Considerado uno de los grandes guitarristas del panorama internacional, el español Pablo Sáinz Villegas, que se encuentra en Nueva York para ofrecer hoy dos conciertos, pretende utilizar su música para eliminar fronteras y conectar y humanizar al mundo.

"La música es un idioma universal que tiene el poder de humanizar, de crear vínculos y puentes de comunicación entre las distintas culturas", expuso el artista en una entrevista con Efe en un típico café de Nueva York, ciudad en la que reside desde hace más de 15 años.

Para Sáinz Villegas, natural de Logroño, La Rioja, esa es una de las mejores características de la música, una herramienta de comunicación con la que impulsar el entendimiento y el aprendizaje global.

"Hoy en día tenemos los grandes desarrollos de la comunicación, y la cuestión ahora es hablar unos con otros, entendernos, aprender de las diferencias e inspirarnos unos a otros", explicó el músico.

La guitarra, asegura, es perfecta para cumplir con este cometido, porque es un instrumento cercano, el "instrumento de la gente", apunta.

"Casi todo el mundo ha visto una guitarra o ha tenido una guitarra en sus manos, incluso en China. Por eso creo que tengo un instrumento precioso para lanzar este mensaje, que es el de esta multiculturalidad y (...) que hablemos y nos entendamos y que crezcamos con los retos",

Con 40 años, el artista, que ha recibido decenas de premios internacionales, se encuentra inmerso en una gira por nueve países, y entre concierto y concierto ha tenido tiempo de grabar un álbum junto con el tenor español Plácido Domingo, a quien conoció en una actuación en Madrid hace poco más de un año.

"Con lo que representa Plácido Domingo en la historia de la música y en el presente, era un gran orgullo y un gran honor grabar con él", afirma el guitarrista, que concretó que el disco a dúo con el tenor saldrá a la venta "entre noviembre de este año y febrero de 2018".

"Aun no puedo decir mucho, porque en realidad aún no es oficial", confesó Sáinz Villegas, que reveló que va a tener un carácter "muy latino".

El guitarrista clásico lleva tocando desde los 6 años de edad, cuando sus padres le empujaron a aprender a tocar un instrumento y rápidamente sitió una "conexión" con la guitarra y una "facilidad" que le hacía percibir la música como un juego.

Desde entonces, las horas que ha dedicado a la música son incalculables.

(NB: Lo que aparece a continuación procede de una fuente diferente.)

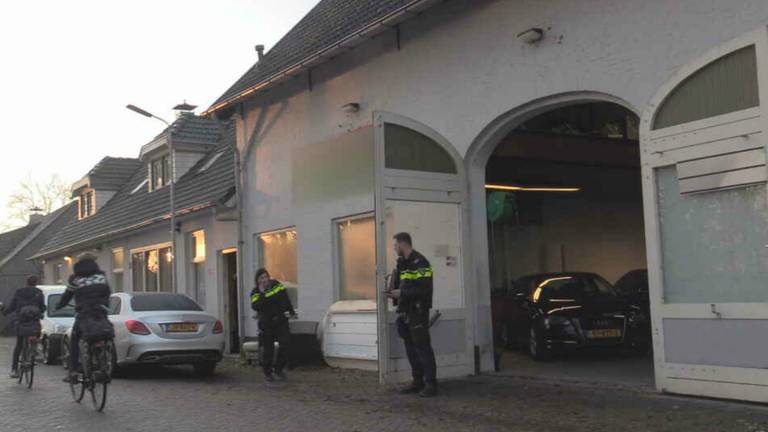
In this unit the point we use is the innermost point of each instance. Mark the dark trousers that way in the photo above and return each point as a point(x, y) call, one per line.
point(74, 347)
point(280, 333)
point(414, 330)
point(17, 352)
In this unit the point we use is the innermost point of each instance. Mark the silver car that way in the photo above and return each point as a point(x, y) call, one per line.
point(165, 329)
point(54, 324)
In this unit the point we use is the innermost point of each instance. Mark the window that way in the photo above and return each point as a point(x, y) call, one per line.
point(118, 264)
point(152, 270)
point(357, 258)
point(406, 149)
point(160, 172)
point(87, 204)
point(198, 266)
point(211, 161)
point(198, 246)
point(278, 255)
point(58, 273)
point(726, 85)
point(141, 185)
point(115, 304)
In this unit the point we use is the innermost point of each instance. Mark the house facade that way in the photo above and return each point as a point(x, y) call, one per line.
point(18, 244)
point(123, 218)
point(373, 117)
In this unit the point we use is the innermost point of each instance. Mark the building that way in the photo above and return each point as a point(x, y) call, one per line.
point(380, 116)
point(18, 244)
point(124, 219)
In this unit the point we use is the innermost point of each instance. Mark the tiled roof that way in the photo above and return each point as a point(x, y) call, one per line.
point(111, 173)
point(194, 129)
point(326, 24)
point(9, 240)
point(128, 210)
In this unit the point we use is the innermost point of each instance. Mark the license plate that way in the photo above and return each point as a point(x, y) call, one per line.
point(182, 328)
point(604, 334)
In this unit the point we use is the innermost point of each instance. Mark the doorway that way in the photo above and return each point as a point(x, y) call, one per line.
point(232, 301)
point(566, 247)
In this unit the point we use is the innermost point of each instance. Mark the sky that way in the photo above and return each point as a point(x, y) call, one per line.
point(69, 68)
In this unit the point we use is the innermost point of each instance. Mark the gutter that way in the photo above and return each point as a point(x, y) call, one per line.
point(328, 53)
point(114, 233)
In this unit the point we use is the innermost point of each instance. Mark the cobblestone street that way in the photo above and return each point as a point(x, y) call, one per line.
point(322, 399)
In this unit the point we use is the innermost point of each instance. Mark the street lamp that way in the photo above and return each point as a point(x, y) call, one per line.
point(171, 152)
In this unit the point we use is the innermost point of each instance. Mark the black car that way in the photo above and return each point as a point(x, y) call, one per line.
point(569, 311)
point(633, 287)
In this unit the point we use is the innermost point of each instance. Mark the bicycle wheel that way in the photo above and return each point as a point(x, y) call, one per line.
point(23, 360)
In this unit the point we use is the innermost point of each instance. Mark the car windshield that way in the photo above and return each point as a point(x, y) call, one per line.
point(67, 311)
point(163, 302)
point(571, 288)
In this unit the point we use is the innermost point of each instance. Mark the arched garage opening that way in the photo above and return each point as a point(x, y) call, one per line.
point(562, 206)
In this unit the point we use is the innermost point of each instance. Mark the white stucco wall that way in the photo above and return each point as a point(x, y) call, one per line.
point(460, 68)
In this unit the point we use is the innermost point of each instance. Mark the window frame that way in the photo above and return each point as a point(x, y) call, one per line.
point(259, 261)
point(145, 250)
point(336, 242)
point(118, 272)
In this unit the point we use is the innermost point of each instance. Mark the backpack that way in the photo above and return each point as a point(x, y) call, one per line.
point(28, 328)
point(95, 328)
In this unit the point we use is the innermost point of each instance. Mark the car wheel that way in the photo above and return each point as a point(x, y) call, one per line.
point(204, 368)
point(537, 346)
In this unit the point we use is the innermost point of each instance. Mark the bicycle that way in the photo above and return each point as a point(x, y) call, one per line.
point(96, 361)
point(27, 361)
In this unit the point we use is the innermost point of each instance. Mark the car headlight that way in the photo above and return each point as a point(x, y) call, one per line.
point(635, 318)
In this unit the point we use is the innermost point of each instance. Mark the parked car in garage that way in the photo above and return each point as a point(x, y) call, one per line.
point(165, 329)
point(633, 287)
point(550, 313)
point(54, 324)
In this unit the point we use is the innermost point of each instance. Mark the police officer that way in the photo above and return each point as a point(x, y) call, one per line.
point(411, 291)
point(270, 299)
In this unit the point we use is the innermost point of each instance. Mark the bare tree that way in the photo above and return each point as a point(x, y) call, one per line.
point(45, 195)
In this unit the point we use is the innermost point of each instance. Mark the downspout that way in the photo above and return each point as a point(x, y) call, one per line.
point(239, 186)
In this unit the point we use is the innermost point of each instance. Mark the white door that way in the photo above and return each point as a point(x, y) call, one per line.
point(704, 174)
point(419, 190)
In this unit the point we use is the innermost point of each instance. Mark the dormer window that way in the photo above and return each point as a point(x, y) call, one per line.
point(159, 172)
point(87, 205)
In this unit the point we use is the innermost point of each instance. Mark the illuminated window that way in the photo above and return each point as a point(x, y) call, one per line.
point(152, 269)
point(118, 265)
point(198, 246)
point(278, 255)
point(197, 271)
point(357, 258)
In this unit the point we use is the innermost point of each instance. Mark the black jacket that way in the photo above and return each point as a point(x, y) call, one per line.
point(88, 286)
point(272, 304)
point(413, 277)
point(27, 296)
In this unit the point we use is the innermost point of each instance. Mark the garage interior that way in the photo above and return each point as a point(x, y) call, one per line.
point(564, 195)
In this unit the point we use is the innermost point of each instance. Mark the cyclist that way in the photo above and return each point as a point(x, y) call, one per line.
point(88, 286)
point(28, 303)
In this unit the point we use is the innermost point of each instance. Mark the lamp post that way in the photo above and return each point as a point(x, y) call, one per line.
point(171, 153)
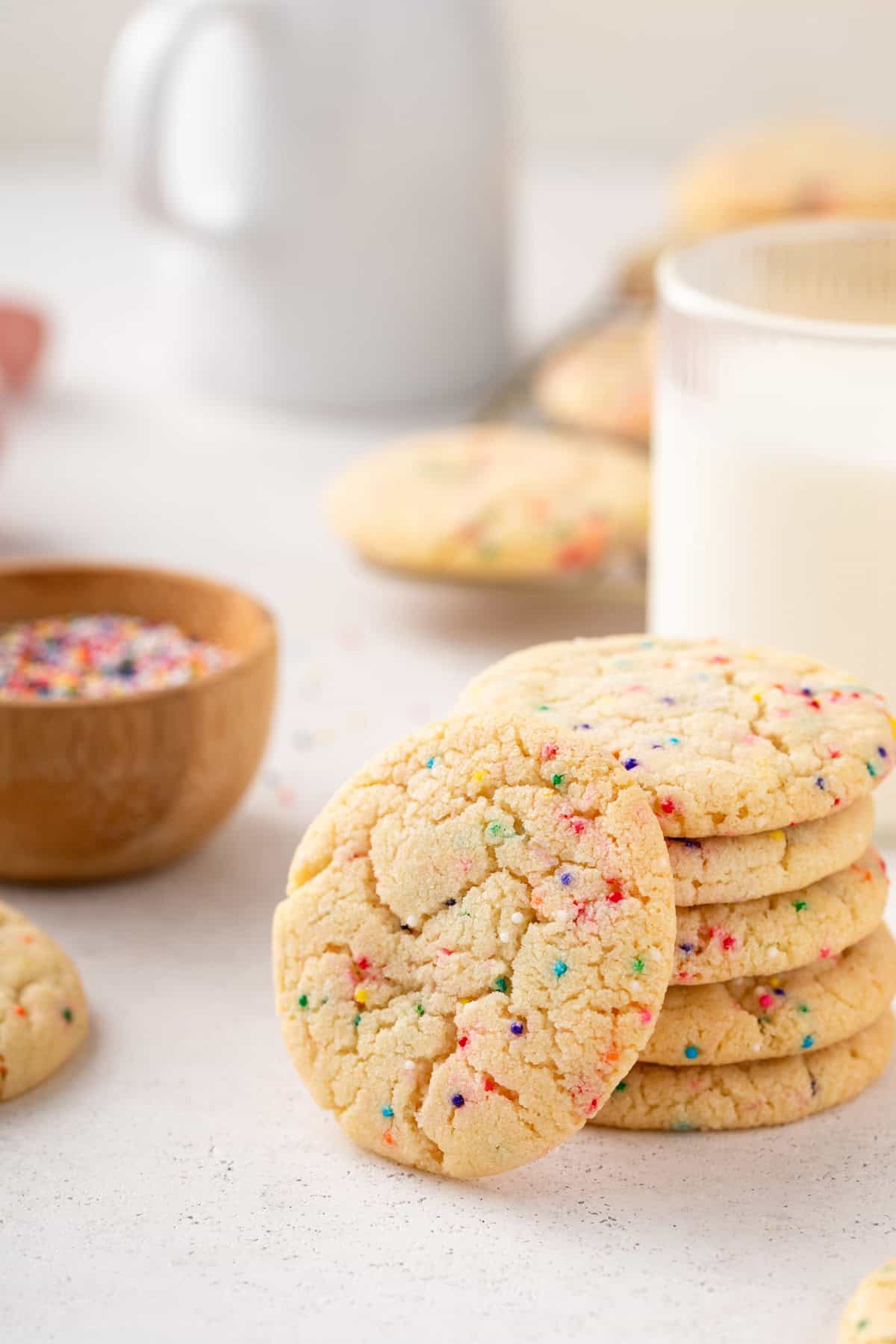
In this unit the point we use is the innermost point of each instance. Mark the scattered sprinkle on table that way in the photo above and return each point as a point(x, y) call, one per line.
point(99, 658)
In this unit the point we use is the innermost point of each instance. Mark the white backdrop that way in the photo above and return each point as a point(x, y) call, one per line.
point(642, 75)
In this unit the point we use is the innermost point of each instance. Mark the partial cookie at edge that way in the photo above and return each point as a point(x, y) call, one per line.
point(774, 1092)
point(43, 1011)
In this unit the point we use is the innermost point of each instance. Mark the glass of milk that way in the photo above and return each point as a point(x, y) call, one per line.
point(774, 470)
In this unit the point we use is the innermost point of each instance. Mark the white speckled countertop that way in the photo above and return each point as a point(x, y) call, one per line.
point(175, 1183)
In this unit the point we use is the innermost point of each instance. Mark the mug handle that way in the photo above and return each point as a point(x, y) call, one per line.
point(141, 73)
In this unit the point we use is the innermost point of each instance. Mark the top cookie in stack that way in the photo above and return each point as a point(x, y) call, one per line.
point(726, 739)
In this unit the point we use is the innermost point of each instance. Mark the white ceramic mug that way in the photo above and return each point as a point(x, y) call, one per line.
point(339, 171)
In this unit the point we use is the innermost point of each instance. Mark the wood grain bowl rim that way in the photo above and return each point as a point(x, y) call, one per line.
point(264, 645)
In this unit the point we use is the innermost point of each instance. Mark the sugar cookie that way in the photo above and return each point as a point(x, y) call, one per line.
point(474, 945)
point(727, 739)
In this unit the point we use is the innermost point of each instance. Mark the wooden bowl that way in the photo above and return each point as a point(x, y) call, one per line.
point(104, 788)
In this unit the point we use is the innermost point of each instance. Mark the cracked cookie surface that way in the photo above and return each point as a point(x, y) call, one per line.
point(43, 1011)
point(727, 739)
point(494, 502)
point(766, 1018)
point(721, 868)
point(773, 1092)
point(474, 945)
point(869, 1316)
point(778, 933)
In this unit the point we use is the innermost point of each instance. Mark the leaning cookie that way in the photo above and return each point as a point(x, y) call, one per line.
point(601, 382)
point(771, 934)
point(774, 1092)
point(871, 1313)
point(726, 738)
point(474, 945)
point(43, 1011)
point(494, 502)
point(727, 868)
point(766, 1018)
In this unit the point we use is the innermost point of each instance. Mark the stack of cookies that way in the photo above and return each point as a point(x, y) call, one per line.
point(628, 882)
point(759, 769)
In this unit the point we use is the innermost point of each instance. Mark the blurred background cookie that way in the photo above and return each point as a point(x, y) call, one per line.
point(494, 502)
point(43, 1011)
point(801, 167)
point(601, 382)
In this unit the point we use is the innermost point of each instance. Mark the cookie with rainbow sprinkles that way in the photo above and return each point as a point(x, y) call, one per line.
point(768, 1016)
point(773, 1092)
point(726, 739)
point(476, 942)
point(494, 502)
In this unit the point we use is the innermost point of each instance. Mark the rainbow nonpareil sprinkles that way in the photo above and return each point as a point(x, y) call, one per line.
point(99, 658)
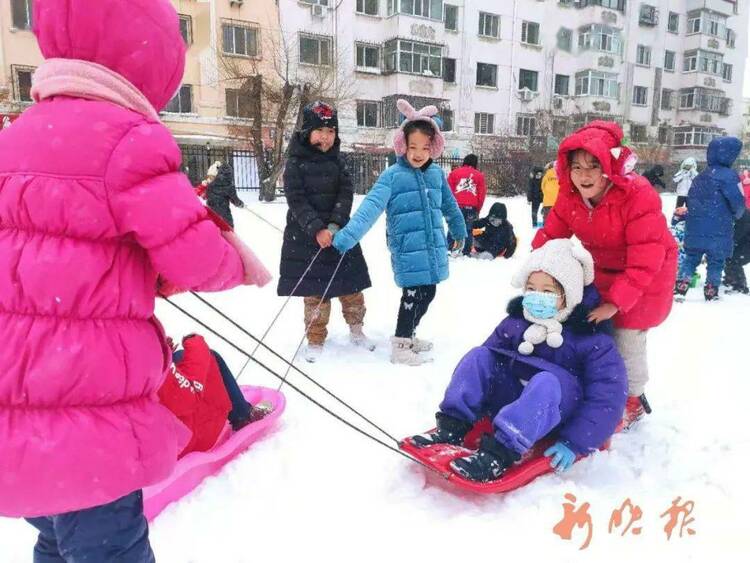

"He llegado a tocar 12 horas al día, por circunstancias excepcionales, como cuando grababa el disco con Plácido Domingo, pero normalmente práctico unas 4 o 5 horas diarias", cuenta Sáinz Villegas, recién llegado de un viaje a Nueva Zelanda, donde ofreció un concierto.

En Nueva York, donde actúa en el Joe's Pub, un entorno informal y relajado, ha elegido dar un concierto poco frecuente, acompañado del percusionista español Nacho Arimany y el bajista argentino Pedro Giraudo, que tendrá un carácter "más de banda, más de jazz".

Al margen de sus conciertos, el guitarrista también le dedica tiempo a varios proyectos filantrópicos, como la organización Legado de la Música sin Fronteras, con el que ha acercado la música a más de 15.000 niños en riesgo de exclusión social en México, España y EE.UU.

Cuando no está dedicado a este proyecto o viajando para actuar en algún concierto, el músico vuelve a la Gran Manzana, donde reside, una ciudad que dice le "apasiona" por la diversidad de su gente y lo que eso le aporta.

Que los entendidos le comparen al maestro Andrés Segovia, actuar con Plácido Domingo o recibir un sinfín de buenas críticas emocionan al riojano, pero no trastocan ni perturban la vida de Sáinz Villegas, que es consciente de que está "viviendo su sueño", pero que se mantiene con los pies en la tierra.

"Es fácil, yo soy así. Mis padres me transmitieron unos valores, crecí con ellos", afirma con normalidad.

"¿De qué sirve mirar a las personas desde arriba cuando les quieres ofrecer y quieres compartir algo?", zanja.